Certa vez, fui interceptada no corretor pela inspetora: “Menina, o que você tá fazendo fora da sala de aula?” O enquadramento veio como elogio. A pequena repórter então se apresentou, estava com as mamas carregadas de leite, Marcela tinha cinco meses e volta ao trabalho foi especial em uma escola. Circulava pelas salas de aula, aos passeios como aos supermercados onde aprendiam a ver o valor dos impostos e o que o dinheiro podia comprar. A responsabilidade, a matemática, a educação em locais públicos e a Educação para o Pensar – uma disciplina que talvez possa ser comparada à Educação Moral e Cívica - eram interdisciplinares e colocadas em prática.

Foi na biblioteca que conheci a Bruxa Onilda, personagem que tinha uma coruja de estimação. Tia Claudete fazia os empréstimos e eu lia para Marcela na sala. Éramos eu e ela. Sem televisão, sem celular, a leitura virou nosso motivo de encontro e desde os seis meses e um momento especial de interação. Perto de fazer um ano, as professoras Walderez e Waldeliz me chamaram a uma sala: presentearam Marcela com um clássico dos contos de fada: o capa dura e ilustrado virou brinquedo na mão da mãe de primeira viagem e do sofá, decolávamos e esquecíamos as horas. “Ela olhava para as figuras fixamente, ora para meus lábios e com a mãozinha, sinalizava que já podia virar a página. Era na biblioteca da escola também que ficava a Folha de Londrina. Às sextas, uma grande roda se voltava em torno da mesa para ver a coluna social e a Folha da Sexta, descontinuada.

Eu sinto muita alegria por ter trabalhado dentro de uma escola.
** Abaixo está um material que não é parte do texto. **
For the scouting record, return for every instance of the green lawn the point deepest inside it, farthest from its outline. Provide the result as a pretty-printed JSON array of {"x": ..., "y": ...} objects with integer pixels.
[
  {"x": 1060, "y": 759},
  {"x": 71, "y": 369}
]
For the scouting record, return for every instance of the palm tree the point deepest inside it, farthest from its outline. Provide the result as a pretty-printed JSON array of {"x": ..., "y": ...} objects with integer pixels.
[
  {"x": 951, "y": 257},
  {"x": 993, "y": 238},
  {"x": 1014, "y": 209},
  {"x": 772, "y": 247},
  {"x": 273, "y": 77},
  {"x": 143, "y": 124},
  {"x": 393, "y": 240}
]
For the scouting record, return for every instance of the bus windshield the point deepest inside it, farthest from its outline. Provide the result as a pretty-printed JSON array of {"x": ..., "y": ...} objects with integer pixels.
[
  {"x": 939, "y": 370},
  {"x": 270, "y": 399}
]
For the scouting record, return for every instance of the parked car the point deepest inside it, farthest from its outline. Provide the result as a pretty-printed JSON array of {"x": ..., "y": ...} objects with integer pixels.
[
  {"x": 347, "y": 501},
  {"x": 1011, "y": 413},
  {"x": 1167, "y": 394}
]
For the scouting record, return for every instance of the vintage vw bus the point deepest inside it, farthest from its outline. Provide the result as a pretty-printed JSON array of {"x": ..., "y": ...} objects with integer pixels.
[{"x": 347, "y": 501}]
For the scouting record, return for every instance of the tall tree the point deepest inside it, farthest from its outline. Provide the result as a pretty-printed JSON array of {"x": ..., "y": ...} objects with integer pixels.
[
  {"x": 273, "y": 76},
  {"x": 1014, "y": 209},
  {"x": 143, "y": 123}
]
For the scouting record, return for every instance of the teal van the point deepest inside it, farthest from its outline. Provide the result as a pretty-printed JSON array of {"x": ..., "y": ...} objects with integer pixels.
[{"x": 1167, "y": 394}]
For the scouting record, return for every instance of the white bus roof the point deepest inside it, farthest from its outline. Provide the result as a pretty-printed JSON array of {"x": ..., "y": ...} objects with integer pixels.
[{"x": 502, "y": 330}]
Vi crianças que não conheciam cenoura com casca e descobriram na hora de preparar a sopa com a professora, que a batata vinha da terra. Sopa caseira, tie dye, ikebana feito pelos avós e tantas festas no ginásio, como aquela que valorizava a cultura paranaense ao servir o barreado. Curiosamente, 10 anos mais tarde, virei colega do jornalista Rafael Ceribelli na Folha de Londrina, que conheci no Colégio Universitário, sobretudo nos festivais de música- Femuni. Eduardo Assad, quem diria, integrante da Senhor Bonifácio, conheci lá também, 17 anos atrás. Como amadureceram os meninos.

A vida segue, Ricardinho fez Direito e hoje é chefe do Gaeco. Filhos de médicos como Carol Nassif seguem nas profissões dos pais, Celso Fernandes e Olívia, esta falecida em 2019. Numa das reuniões, contou que Carol só ganhava uma roupa nova se tirasse outra do armário. A patinação e em outras apresentações, lá estava o Doutor Celso com sua câmera registrando os filhos. Das poucas vezes que vi o colégio vazio, senti falta de tudo: das conversas, da simplicidade das crianças lanchando e dividindo frutas, tapioca e pão com margarina. Nem eram meus anos letivos, mas foram como uma pós-graduação: em relacionamento, leitura e aprendizado. Conheci o psiquiatra Ivan Dutra, Pierluiggi Piazzi, falecido em 2015. Fotografei professor Water ao lado de sua árvore favorita, um pé de manacá, que ilustra a obra Olho no olho da jornalista Teresa Godoy. Os diretores Alderi, Machadinho. Marvulle e Water, cada um em seu melhor papel eram unidade.

Walkíria Vieira é repórter na Folha.